As someone else already mentioned, almost all of the biology in your post is wrong. But that's not important. The important part is that there is no firm line. If so, it comes down to simply to conventions. Unless one is a theist, moral arguments are not of much help either because morals are only evolutionary adaptations. What might have been near-optimal back them does not have to be now.

So, why not ask the honest question: On a balance of all things, when is it OK to kill a human being? Most don't have a problem with capital punishment or killing while fighting a war - obviously, it is OK to kill humans when there is a perceived value of doing so. Other things being equal, which society wins more - the one that allows or the one that prohibits abortions?

Seems a no-brainer that the answer will depend great deal on a specific society being considered. Hence, posturing in abstract is entirely pointless. There is no abstract child, abstract mother and abstract morality.

extropolitca said...

Abortion happen from the start of the time. It happened for hunter gatherers when they had too much children and were unable to feed them and care for them.

Life start at conception?
What life are you talking about?
People confuse life with person. Until there is not a working brain, there is not a person that will be damaged. And people must not be responsible for future people (this is a leftist mantra).

Do you really want force women that don't want children and are not able to use contraception?

They are making themselves childless, so Their line, not your will end. Do you want more children? Do like the Duggars and make sure your children do the same. Four generations and your will be a little nation. Five and you will be a medium one.

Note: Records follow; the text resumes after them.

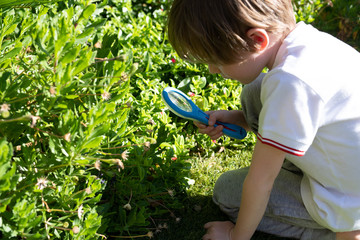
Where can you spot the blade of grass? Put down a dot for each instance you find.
(24, 3)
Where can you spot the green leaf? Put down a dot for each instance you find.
(93, 143)
(14, 52)
(10, 29)
(88, 11)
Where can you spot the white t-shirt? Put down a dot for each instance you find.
(311, 110)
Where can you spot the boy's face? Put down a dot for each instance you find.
(245, 71)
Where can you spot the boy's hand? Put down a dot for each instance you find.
(213, 132)
(218, 230)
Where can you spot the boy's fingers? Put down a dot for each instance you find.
(199, 124)
(208, 225)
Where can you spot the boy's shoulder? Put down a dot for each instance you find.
(317, 59)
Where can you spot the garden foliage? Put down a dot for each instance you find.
(87, 148)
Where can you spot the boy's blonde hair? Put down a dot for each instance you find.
(214, 31)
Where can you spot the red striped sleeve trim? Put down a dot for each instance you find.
(280, 146)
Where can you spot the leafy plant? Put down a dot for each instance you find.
(87, 148)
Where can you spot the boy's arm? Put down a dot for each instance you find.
(265, 166)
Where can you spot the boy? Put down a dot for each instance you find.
(305, 109)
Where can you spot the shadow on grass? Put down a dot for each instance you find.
(197, 211)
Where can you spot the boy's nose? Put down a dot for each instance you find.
(213, 69)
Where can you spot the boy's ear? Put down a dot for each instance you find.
(260, 38)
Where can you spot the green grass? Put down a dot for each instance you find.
(342, 20)
(198, 206)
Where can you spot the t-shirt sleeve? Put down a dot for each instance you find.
(291, 113)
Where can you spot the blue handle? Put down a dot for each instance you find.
(229, 129)
(197, 114)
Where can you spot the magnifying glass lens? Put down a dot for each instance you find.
(180, 101)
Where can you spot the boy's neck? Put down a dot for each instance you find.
(275, 44)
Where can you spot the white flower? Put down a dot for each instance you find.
(127, 206)
(42, 183)
(106, 96)
(80, 211)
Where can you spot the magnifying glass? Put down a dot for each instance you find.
(180, 104)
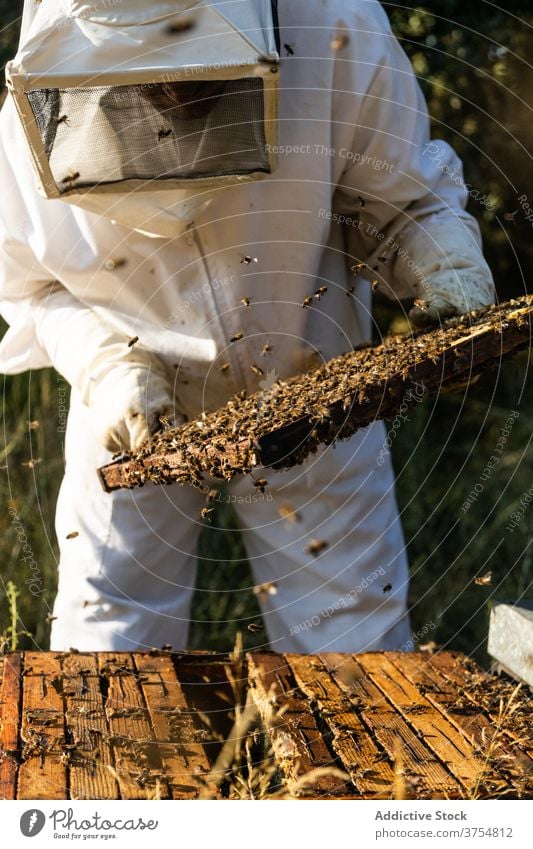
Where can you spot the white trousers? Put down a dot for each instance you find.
(126, 581)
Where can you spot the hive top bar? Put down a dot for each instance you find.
(282, 425)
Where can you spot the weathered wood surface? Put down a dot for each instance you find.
(380, 725)
(481, 345)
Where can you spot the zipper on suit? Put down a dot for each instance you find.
(233, 359)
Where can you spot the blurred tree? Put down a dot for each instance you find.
(472, 60)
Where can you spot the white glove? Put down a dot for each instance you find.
(125, 386)
(443, 264)
(127, 403)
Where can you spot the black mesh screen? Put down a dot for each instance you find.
(152, 132)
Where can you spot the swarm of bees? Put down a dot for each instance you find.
(332, 400)
(179, 26)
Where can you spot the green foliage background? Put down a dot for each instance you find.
(472, 61)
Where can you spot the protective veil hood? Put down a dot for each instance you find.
(139, 112)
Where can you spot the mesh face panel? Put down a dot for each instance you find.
(160, 131)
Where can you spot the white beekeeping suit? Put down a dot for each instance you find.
(96, 251)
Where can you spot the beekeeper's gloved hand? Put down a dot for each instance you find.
(445, 267)
(127, 405)
(125, 386)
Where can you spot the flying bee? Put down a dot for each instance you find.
(288, 512)
(262, 591)
(339, 42)
(316, 546)
(110, 264)
(71, 178)
(484, 580)
(261, 484)
(30, 464)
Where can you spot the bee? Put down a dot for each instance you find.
(339, 42)
(262, 591)
(30, 464)
(110, 264)
(183, 25)
(316, 546)
(484, 580)
(71, 178)
(288, 512)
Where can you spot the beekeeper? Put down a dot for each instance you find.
(176, 175)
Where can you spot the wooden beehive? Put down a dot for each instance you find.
(369, 726)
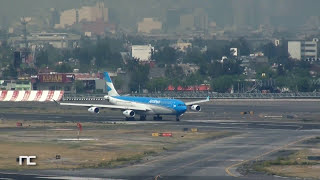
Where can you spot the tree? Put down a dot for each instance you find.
(223, 83)
(63, 68)
(10, 73)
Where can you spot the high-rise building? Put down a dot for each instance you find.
(148, 25)
(84, 14)
(173, 19)
(303, 50)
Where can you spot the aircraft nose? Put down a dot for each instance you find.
(183, 109)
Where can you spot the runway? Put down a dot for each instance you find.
(255, 137)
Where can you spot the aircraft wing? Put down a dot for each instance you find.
(197, 102)
(106, 106)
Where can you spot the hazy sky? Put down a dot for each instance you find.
(224, 12)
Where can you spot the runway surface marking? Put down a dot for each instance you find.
(264, 154)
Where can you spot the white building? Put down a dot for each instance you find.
(86, 13)
(142, 52)
(302, 50)
(148, 25)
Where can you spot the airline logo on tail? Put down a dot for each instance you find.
(110, 88)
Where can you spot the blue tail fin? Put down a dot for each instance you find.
(110, 88)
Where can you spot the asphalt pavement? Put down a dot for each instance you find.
(255, 138)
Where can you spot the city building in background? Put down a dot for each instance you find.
(149, 25)
(69, 82)
(84, 14)
(54, 81)
(303, 50)
(57, 40)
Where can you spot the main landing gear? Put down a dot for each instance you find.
(143, 117)
(157, 118)
(130, 119)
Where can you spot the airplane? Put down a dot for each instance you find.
(143, 106)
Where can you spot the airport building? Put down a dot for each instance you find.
(69, 82)
(15, 85)
(303, 50)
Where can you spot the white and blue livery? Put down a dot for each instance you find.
(142, 106)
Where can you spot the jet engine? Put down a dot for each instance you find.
(94, 110)
(129, 113)
(195, 108)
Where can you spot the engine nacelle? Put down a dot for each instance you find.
(94, 110)
(129, 113)
(195, 108)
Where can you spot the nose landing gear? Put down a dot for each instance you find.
(157, 118)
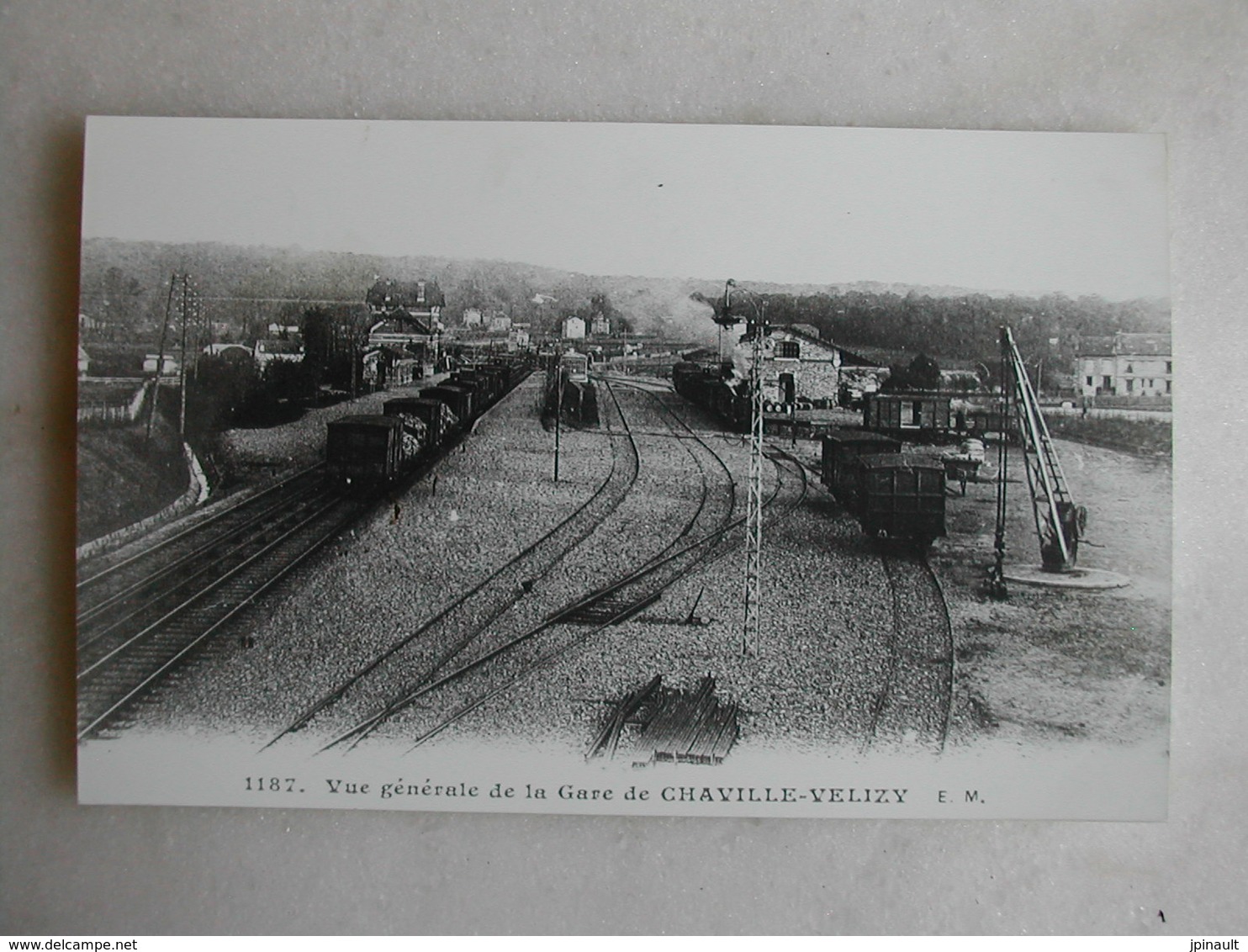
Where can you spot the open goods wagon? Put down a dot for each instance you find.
(914, 415)
(435, 415)
(900, 498)
(368, 449)
(841, 449)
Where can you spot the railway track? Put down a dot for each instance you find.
(130, 653)
(461, 621)
(108, 580)
(916, 694)
(456, 691)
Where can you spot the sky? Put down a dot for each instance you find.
(1029, 212)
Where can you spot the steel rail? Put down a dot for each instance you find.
(360, 732)
(280, 507)
(341, 690)
(198, 526)
(178, 657)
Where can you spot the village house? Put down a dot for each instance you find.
(573, 328)
(1127, 364)
(278, 350)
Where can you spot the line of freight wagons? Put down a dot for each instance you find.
(370, 451)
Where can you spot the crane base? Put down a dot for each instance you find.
(1076, 578)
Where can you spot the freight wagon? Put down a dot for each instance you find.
(914, 415)
(435, 415)
(368, 451)
(841, 449)
(900, 498)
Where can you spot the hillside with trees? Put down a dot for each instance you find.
(125, 286)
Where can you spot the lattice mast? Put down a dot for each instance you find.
(1059, 521)
(755, 332)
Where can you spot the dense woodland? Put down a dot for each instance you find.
(125, 286)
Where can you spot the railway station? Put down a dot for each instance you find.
(481, 558)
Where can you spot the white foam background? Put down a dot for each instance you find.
(1172, 66)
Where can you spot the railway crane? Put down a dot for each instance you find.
(1059, 519)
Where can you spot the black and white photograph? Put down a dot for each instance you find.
(606, 468)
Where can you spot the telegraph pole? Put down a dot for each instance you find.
(181, 367)
(160, 360)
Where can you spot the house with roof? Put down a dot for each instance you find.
(798, 367)
(270, 350)
(407, 315)
(1127, 364)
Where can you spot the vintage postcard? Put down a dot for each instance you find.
(582, 468)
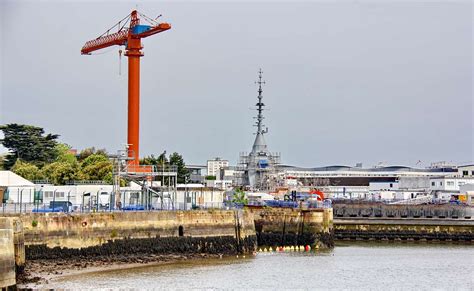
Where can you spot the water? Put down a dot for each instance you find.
(365, 266)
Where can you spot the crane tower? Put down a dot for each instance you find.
(129, 33)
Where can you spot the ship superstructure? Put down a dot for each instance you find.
(258, 168)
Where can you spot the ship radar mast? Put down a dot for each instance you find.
(260, 105)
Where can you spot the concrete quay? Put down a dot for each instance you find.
(404, 229)
(12, 251)
(60, 236)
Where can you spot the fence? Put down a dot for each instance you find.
(69, 207)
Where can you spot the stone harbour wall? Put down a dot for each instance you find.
(282, 227)
(402, 211)
(59, 235)
(418, 229)
(7, 252)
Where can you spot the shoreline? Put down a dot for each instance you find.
(38, 273)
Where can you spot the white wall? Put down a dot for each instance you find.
(374, 186)
(449, 184)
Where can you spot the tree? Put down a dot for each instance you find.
(239, 197)
(27, 170)
(161, 160)
(96, 167)
(28, 143)
(61, 172)
(183, 173)
(99, 171)
(64, 154)
(89, 151)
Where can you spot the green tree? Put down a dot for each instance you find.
(96, 167)
(161, 160)
(29, 143)
(97, 171)
(2, 159)
(85, 153)
(61, 172)
(64, 154)
(27, 170)
(178, 161)
(93, 159)
(239, 197)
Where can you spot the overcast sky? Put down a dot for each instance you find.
(347, 82)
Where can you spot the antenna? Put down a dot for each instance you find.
(260, 104)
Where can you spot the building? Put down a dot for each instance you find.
(450, 183)
(15, 189)
(197, 173)
(191, 196)
(214, 166)
(466, 171)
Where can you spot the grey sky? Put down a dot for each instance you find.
(348, 82)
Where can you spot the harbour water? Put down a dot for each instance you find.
(377, 266)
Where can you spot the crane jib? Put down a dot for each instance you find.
(137, 29)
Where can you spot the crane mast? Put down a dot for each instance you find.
(131, 38)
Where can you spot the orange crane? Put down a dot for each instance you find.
(130, 37)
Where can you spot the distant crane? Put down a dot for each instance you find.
(130, 37)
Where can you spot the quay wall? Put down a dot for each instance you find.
(404, 229)
(402, 211)
(12, 251)
(283, 227)
(60, 235)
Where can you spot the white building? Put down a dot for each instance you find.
(449, 183)
(214, 166)
(15, 188)
(219, 184)
(189, 196)
(466, 171)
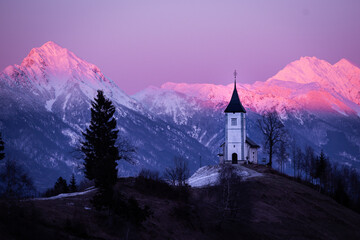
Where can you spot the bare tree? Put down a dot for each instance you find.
(228, 181)
(179, 172)
(282, 155)
(273, 130)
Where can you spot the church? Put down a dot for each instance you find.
(237, 148)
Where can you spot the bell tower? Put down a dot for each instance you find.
(235, 130)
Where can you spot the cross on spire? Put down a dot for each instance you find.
(235, 74)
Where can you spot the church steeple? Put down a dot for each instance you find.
(235, 104)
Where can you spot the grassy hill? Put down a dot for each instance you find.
(266, 207)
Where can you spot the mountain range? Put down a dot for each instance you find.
(45, 104)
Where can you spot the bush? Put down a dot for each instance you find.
(15, 183)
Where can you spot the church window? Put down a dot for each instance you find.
(233, 122)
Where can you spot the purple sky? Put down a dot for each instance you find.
(142, 43)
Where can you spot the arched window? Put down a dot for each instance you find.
(234, 158)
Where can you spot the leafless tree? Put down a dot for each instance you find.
(282, 155)
(228, 180)
(273, 130)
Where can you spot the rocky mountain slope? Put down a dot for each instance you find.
(318, 103)
(45, 104)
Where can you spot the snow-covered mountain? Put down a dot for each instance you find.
(46, 105)
(318, 102)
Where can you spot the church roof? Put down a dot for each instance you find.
(235, 104)
(251, 143)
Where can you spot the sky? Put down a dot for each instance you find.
(141, 43)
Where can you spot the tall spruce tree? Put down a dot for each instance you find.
(72, 184)
(100, 150)
(2, 154)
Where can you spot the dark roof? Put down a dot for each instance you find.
(235, 104)
(251, 143)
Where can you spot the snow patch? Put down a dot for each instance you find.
(65, 195)
(49, 103)
(208, 175)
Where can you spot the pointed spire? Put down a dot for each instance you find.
(235, 74)
(235, 104)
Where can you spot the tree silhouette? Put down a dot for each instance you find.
(72, 185)
(100, 150)
(273, 130)
(2, 154)
(60, 186)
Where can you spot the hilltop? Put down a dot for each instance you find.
(269, 207)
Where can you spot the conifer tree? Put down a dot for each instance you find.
(2, 154)
(100, 150)
(72, 185)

What matter is the ability to procreate good persons. Given that many personality traits are transmitted by the parents to the children, you need to make easy for the right people to breed and difficult for the wrong people.

Abortion is like a vice, it have its own price to pay to be able to indulge in it. Let them pay becoming extinct. In the meantime have the babies they will have not.

Anonymous said...

@ OneSTDV

"all the other practical stuff is just ignoring the fundamental question."

This is what you as well as the blogger say. However, you are all ludicrously, actually frighteningly ignorant of the true fundamental question at stake here.

Is it *your* body that is housing the fetus and therefore your choice?

The answer is an unequivocal NO. Not your body, not your decision. Not any legislature's decision. Nobody's decision except for that of the woman who is housing the fetus.

If God wanted you all to be involved in the decision of whether or not to terminate the pregnancy, then God would have made the whole lot of you miraculously become pregnant simultaneously with the woman whose fetus is being debated.